One day after a judge dismissed a Republican-led lawsuit brought by six states opposing the loan-forgiveness scheme, a U.S. appeals court on Friday temporarily halted President Joe Biden’s proposal to cancel billions of dollars in student loan debt.
The 8th U.S. Circuit Court of Appeals granted an emergency stay in order to prevent the discharge of any student debt under the programme until the court resolves on the states’ request for a longer-term injunction while Thursday’s verdict against them is being reviewed.
A hurried briefing schedule was likewise mandated by the appeals court in St. Louis.
U.S. District Judge Henry Autrey in St. Louis said that the six states led by Republicans made “serious and significant challenges” to the debt relief plan. However, he threw out their complaint because they had the right to do so.
States like Nebraska, Missouri, Arkansas, Iowa, Kansas, South Carolina, and others said that Biden’s proposal circumvented congressional power and risked future tax revenues as well as money made by state agencies that finance or manage student loans.
The government would spend nearly $400 billion on debt forgiveness, according to a nonpartisan estimate from the Congressional Budget Office in September.
According to White House press secretary Karine Jean-Pierre, the temporary order that was issued on Thursday doesn’t stop borrowers from asking for help with their student loans, nor does it stop the Biden administration from reviewing applications and getting them ready to send to loan servicers.
The Department of Education currently has information on roughly 22 million Americans, and we encourage qualified borrowers to join them, said Jean-Pierre.
It’s important to remember that the order neither suggests that the case has merit nor overturns the trial court’s dismissal of it, she continued. “It essentially blocks discharge of debt until the (appeals) court rules,”
Republican Nebraska Attorney General Doug Peterson, who is leading the lawsuit, applauded the interim injunction.
He added that before shifting more than $400 billion in debt to American taxpayers, it is crucial for the court to consider legal problems surrounding presidential power.
A number of conservative state attorneys general and legal organisations have brought cases to the 8th Circuit in an effort to stop the debt relief plan proposed by Democrat Joe Biden in August.

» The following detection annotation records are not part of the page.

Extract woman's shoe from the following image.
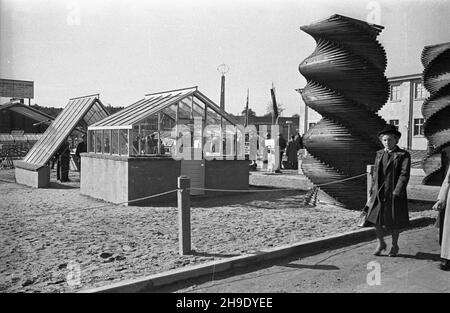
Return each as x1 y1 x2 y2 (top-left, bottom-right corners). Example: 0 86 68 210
439 259 450 271
373 242 386 256
389 246 399 257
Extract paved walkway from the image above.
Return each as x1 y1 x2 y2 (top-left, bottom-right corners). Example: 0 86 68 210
168 225 450 293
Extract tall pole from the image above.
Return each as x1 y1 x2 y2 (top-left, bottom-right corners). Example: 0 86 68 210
217 64 230 111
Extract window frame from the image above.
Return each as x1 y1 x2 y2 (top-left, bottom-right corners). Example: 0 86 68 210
389 83 402 102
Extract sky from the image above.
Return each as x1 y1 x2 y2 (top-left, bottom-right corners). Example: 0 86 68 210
0 0 450 116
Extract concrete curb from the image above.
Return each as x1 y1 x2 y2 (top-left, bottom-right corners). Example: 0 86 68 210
78 217 435 293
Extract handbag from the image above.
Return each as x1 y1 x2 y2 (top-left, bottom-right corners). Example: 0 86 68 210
356 182 384 227
356 206 368 227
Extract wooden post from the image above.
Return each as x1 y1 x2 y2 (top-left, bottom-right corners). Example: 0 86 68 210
366 165 375 201
178 176 191 255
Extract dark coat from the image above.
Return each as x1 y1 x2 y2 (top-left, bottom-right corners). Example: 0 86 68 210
366 147 411 229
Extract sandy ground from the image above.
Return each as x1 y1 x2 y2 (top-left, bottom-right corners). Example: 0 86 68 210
0 170 435 292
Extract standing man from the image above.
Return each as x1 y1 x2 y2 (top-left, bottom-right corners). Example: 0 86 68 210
275 133 286 173
75 135 87 173
286 136 298 170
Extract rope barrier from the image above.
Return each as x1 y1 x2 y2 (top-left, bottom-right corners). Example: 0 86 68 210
188 187 303 193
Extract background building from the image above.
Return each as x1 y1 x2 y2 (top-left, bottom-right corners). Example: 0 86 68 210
0 100 53 158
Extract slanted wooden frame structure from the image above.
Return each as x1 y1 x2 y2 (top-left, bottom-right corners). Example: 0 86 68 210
88 87 243 159
14 94 109 188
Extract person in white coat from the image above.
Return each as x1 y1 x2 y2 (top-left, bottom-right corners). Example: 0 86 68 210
433 167 450 271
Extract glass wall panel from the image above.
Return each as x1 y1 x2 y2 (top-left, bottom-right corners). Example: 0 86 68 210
222 119 236 159
119 129 128 155
203 107 222 159
159 104 177 155
103 129 111 154
88 130 95 152
111 129 119 154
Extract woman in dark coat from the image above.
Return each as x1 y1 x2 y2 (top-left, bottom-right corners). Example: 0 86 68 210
366 125 411 256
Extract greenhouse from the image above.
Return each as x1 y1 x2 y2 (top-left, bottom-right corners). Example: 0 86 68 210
81 87 248 203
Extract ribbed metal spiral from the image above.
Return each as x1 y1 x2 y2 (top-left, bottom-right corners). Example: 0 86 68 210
299 15 389 209
422 42 450 185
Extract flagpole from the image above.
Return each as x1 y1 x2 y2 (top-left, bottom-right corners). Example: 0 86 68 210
244 88 249 127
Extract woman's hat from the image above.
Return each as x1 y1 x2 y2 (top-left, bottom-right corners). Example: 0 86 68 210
378 124 402 138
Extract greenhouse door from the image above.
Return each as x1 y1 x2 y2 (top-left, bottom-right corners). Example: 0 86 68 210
181 160 205 195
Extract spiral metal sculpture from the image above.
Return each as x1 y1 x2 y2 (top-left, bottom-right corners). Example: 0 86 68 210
299 15 389 209
421 42 450 185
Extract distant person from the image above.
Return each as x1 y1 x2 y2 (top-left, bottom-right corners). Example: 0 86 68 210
295 133 303 151
286 136 298 170
365 125 411 257
275 133 287 173
433 156 450 271
262 133 270 167
145 134 158 154
56 141 70 182
75 135 87 172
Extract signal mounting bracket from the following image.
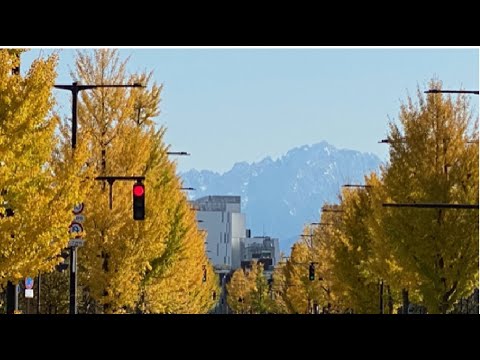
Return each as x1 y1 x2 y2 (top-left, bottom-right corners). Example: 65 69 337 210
95 176 145 210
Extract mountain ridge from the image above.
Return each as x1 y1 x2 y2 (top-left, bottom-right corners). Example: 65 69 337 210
180 141 381 252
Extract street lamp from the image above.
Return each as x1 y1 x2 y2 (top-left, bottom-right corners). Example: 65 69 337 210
54 81 145 149
54 81 145 314
424 89 478 95
167 151 190 156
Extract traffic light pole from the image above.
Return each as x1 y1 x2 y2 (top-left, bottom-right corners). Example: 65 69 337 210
69 246 78 314
6 281 18 314
95 176 145 210
54 81 144 314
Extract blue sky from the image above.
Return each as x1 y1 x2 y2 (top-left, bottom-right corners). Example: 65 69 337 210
22 48 479 172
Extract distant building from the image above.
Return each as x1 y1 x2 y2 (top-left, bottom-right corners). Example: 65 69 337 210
192 196 245 270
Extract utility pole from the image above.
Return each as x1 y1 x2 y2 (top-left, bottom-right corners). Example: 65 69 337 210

In a second case brought by the Wisconsin-based Brown County Taxpayers Association, U.S. Supreme Court Justice Amy Coney Barrett dismissed an emergency motion to halt the debt relief scheme without providing any justification. Autrey issued her decision approximately an hour later.
According to Biden, borrowers who earn less than $125,000 per year, or $250,000 for married couples, will have up to $10,000 in student loan debt forgiven by the federal government. Up to $20,000 of the debt owed by borrowers who earned Pell Grants—grants given to low-income college students—will be forgiven.
During the 2020 presidential campaign, Biden said he would help former college students who were struggling with debt, and this plan made good on that promise.
Democrats hope that this strategy will get more people to vote for them in the November 8 midterm elections, which will decide who controls Congress.